El uruguayo es “muy (…) del cemento, pero hay muchas otras formas. No hablo de bajar la calidad: quiero cantidad y calidad de viviendas”, manifestó la ministra al periodista Sebastián Cabrera.

Moreira dijo entonces que tenía prevista una reunión con el decano de la Facultad de Arquitectura de la UdelaR, Marcelo Danza, “porque allí hay una cátedra de madera y acá en el Ministerio de Vivienda el DAT ‘tranca’ algunos productos en madera”.

El DAT es el Documento de Aptitud Técnica, “un sistema de otorgamiento de aptitud técnica que permite generar instrumentos de evaluación, técnicos y administrativos, para aquellos sistemas constructivos no tradicionales”, se explica en la web de la secretaría de Estado.

Con el anuncio de la ministra como punto de apoyo, el grupo que integra la Arq. Moya solicitó una reunión con autoridades de la cartera de Vivienda. Se concretó con personal de la Dinavi (Dirección Nacional de Vivienda) y el resultado fue alentador.

La tecnología de construcción estructural en madera es “ampliamente utilizada” en el Hemisferio Norte y también en algunos países del Hemisferio Sur, indicó Laura Moya.

Varias de esas naciones “compiten” para ver cuál construye el edificio más alto en madera, los hay de hasta 20 y 30 pisos, y algunos proyectan rascacielos a futuro, señaló.

Una de las ventajas de la madera es su comportamiento ante incendios. En ensayos académicos se ha comprobado que un perfil de acero “se retuerce” a pocos minutos de comenzado el fuego, mientras que la madera “sigue en pie”, solo se carboniza alrededor, genera “una capa” que “es aislante respecto a la madera interior” y, cuando se retira la capa de carbón, “la estructura de madera sigue intacta”, explicó la especialista.

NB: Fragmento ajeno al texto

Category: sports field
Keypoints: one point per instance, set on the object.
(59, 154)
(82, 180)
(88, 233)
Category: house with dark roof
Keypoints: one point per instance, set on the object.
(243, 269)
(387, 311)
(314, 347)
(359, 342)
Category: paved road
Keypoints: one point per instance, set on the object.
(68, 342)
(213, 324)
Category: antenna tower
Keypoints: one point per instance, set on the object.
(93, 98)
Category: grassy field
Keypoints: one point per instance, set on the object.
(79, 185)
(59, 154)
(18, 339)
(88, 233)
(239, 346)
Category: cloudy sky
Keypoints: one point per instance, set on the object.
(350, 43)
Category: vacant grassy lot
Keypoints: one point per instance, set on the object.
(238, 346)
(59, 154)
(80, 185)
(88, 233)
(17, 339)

El tiempo de ejecución de la obra y la utilización de materiales prefabricados son otras dos ventajas respecto de la construcción tradicional.

En esta última el tiempo de fraguado “nunca es menor a 15 días” y en el caso de la madera no se necesita ese proceso: “el acortamiento” de los plazos genera “una reducción en el costo de la mano de obra”, resaltó.

Agregó que el uso de madera contralaminada prefabricada, por ejemplo, también reduce el tiempo de construcción, porque es una tecnología que “trabaja como si fuera un mecano”.

El Estado “debería ser el que traccione” a la construcción estructural con madera en nuestro país, subrayó la Arq. Moya, que en 2016 fue distinguida con el Premio al Liderazgo Académico.

Destacó en Carve, como un ejemplo positivo cercano, que el gobernador de la provincia argentina de Entre Ríos emitió un decreto que determina que el 10% de todas las construcciones tienen que realizarse con madera, y en particular, las viviendas de interés social.

“Ahí vemos” el rol del sector público como “tractor” de la construcción con madera, concluyó.